Dual dynamic programming for stochastic programs over an infinite horizon
Caleb Ju, Guanghui Lan
TL;DR
The paper tackles infinite-horizon, stationary multi-stage stochastic programs with discounted costs by developing CE-Inf-EDDP, a continually-exploring variant of explorative dual dynamic programming that shares the favorable complexity of state-of-the-art methods while improving practical performance. It introduces a basic Inf-EDDP framework with forward/backward phases, a stage-wise SAA, and a saturation-based trial-point strategy that propagates cutting-plane updates across stages, leading to non-asymptotic convergence guarantees. To further reduce dependence on the effective horizon $T$, it proposes Case 1 and Case 2 variants (collectively CE-Inf-EDDP), including Case 1 with a theoretical bound $K=4T(D/\epsilon+1)^n$, and extends the approach to hierarchical stationary problems via 2-stage stochastic approximation (2SSA) inside a CE-Inf-HDDP framework with provable sample and iteration complexities. The authors support their methods with extensive numerical experiments on infinite-horizon newsvendor, risk-averse variants, hydrothermal planning, and a newsvendor with secondary assembly, demonstrating tight dual bounds, favorable runtimes, and effective policy generalization compared with finite-horizon methods and randomized SDDP variants. The work contributes non-asymptotic analysis, horizon-robust exploration, and a scalable hierarchy-capable DDP toolkit, with open-source code to promote reproducibility and application in energy and supply-chain domains.
Abstract
We consider solving stochastic programs over an infinite horizon. By leveraging the stationarity of problem, we develop a novel continually-exploring infinite-horizon explorative dual dynamic programming (CE-Inf-EDDP) algorithm that matches state-of-the-art complexity while providing encouraging numerical performance on the newsvendor and hydrothermal planning problem.
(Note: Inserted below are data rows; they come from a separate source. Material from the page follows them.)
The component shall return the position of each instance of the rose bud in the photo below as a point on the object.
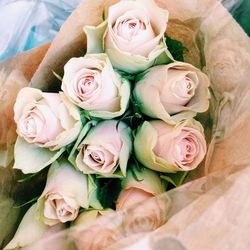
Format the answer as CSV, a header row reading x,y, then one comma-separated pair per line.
x,y
30,230
105,148
96,236
173,92
149,215
47,120
145,185
92,84
132,35
65,192
170,148
46,123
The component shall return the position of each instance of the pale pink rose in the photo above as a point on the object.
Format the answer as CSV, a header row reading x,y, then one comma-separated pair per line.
x,y
105,148
135,28
97,236
147,216
170,148
48,120
65,192
132,35
173,92
92,84
131,196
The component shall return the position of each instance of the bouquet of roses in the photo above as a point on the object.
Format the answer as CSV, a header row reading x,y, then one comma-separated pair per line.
x,y
122,128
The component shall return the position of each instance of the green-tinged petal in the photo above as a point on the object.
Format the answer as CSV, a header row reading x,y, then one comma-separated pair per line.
x,y
126,150
30,158
176,179
108,136
73,153
95,37
30,230
117,174
64,178
134,64
90,216
124,95
144,179
144,144
152,92
92,189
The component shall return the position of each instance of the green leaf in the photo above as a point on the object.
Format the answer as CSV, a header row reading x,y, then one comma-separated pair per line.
x,y
108,191
93,189
140,76
86,128
176,48
28,202
116,174
31,159
176,179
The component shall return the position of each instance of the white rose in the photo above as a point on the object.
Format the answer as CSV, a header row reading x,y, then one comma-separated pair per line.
x,y
30,230
105,147
173,92
91,83
65,192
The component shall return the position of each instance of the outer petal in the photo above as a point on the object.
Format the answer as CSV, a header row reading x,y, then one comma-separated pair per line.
x,y
30,230
67,181
73,153
90,216
147,93
31,159
25,96
134,64
72,121
144,143
109,139
95,38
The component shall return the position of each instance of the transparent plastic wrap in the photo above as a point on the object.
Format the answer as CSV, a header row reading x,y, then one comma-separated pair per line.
x,y
30,23
208,212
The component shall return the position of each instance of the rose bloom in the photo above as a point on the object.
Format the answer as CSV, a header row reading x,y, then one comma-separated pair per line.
x,y
146,217
97,236
91,83
132,35
147,185
170,148
173,92
47,120
227,64
105,147
65,192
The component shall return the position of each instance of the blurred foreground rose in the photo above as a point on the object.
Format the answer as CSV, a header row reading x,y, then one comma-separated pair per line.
x,y
46,119
166,148
96,237
139,186
132,36
173,92
91,83
31,230
106,146
65,192
149,215
46,124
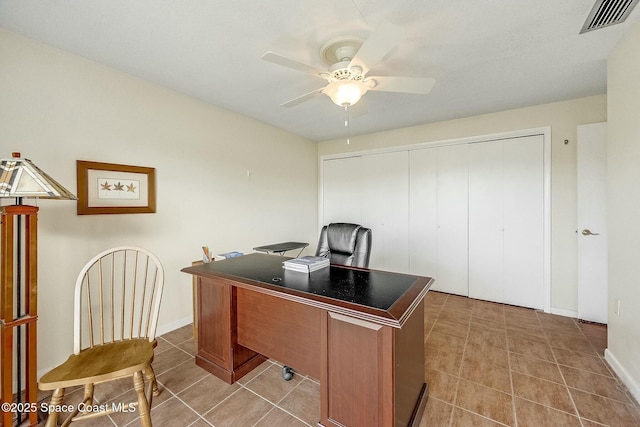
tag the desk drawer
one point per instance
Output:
(283, 330)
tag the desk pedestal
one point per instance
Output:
(370, 374)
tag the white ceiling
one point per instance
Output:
(486, 55)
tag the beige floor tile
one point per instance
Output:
(484, 335)
(243, 408)
(436, 413)
(169, 359)
(546, 393)
(531, 348)
(271, 386)
(182, 376)
(172, 413)
(595, 384)
(484, 372)
(207, 393)
(535, 367)
(280, 418)
(582, 361)
(605, 411)
(304, 402)
(442, 386)
(475, 352)
(485, 401)
(464, 418)
(530, 414)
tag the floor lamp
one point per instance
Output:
(19, 179)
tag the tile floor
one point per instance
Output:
(487, 365)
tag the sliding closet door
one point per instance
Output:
(486, 218)
(439, 217)
(385, 209)
(506, 226)
(342, 190)
(524, 222)
(423, 201)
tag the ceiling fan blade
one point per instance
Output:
(303, 98)
(384, 38)
(276, 58)
(419, 85)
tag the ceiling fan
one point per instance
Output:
(349, 59)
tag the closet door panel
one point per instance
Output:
(342, 190)
(486, 227)
(423, 199)
(452, 225)
(385, 209)
(524, 222)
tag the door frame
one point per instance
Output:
(545, 131)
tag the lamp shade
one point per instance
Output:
(346, 92)
(21, 178)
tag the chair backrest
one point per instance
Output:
(345, 244)
(117, 297)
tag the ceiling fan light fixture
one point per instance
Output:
(345, 93)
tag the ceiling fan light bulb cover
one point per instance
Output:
(346, 92)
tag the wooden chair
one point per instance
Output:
(116, 306)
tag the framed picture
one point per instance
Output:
(109, 188)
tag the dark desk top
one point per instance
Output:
(281, 247)
(377, 292)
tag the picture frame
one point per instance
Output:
(110, 188)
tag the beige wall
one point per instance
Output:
(624, 208)
(563, 117)
(57, 108)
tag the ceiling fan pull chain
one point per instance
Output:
(346, 122)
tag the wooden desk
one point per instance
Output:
(360, 332)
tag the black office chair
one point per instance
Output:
(345, 244)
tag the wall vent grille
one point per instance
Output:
(608, 12)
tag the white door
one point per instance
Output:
(506, 221)
(592, 223)
(524, 221)
(385, 209)
(486, 221)
(452, 221)
(342, 190)
(423, 199)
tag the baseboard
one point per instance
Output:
(627, 379)
(564, 312)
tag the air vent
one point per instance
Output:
(608, 12)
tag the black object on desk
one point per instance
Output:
(281, 248)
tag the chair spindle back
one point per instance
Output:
(117, 297)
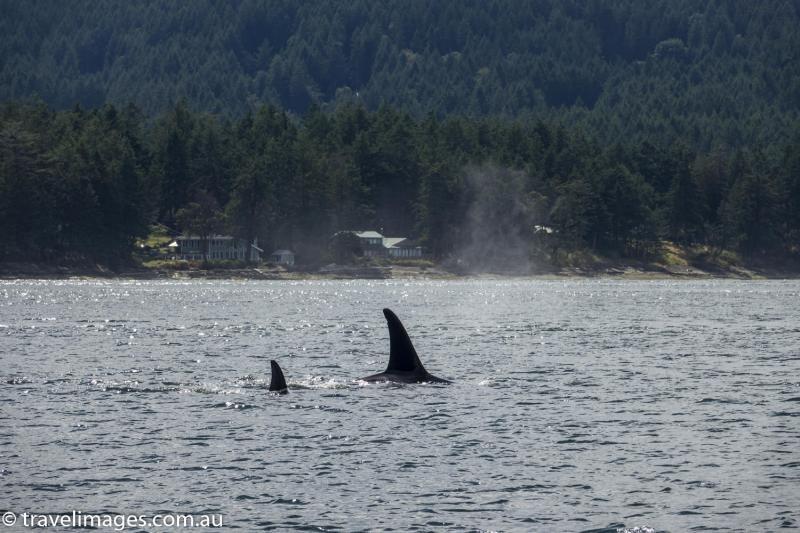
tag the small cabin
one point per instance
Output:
(282, 257)
(217, 247)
CE-Inf-EDDP conceptually differs from previous dual dynamic programming approaches by exploring the feasible region longer and updating the cutting-plane model more frequently. In addition, our algorithm can handle both simple linear to more complex nonlinear costs. To demonstrate this, we extend our algorithm to handle the so-called hierarchical stationary stochastic program, where the cost function is a parametric multi-stage stochastic program. The hierarchical program can model problems with a hierarchy of decision-making, e.g., how long-term decisions influence day-to-day operations. As a concrete example, we introduce a newsvendor problem that includes a second-stage multi-product assembly serving as a secondary market.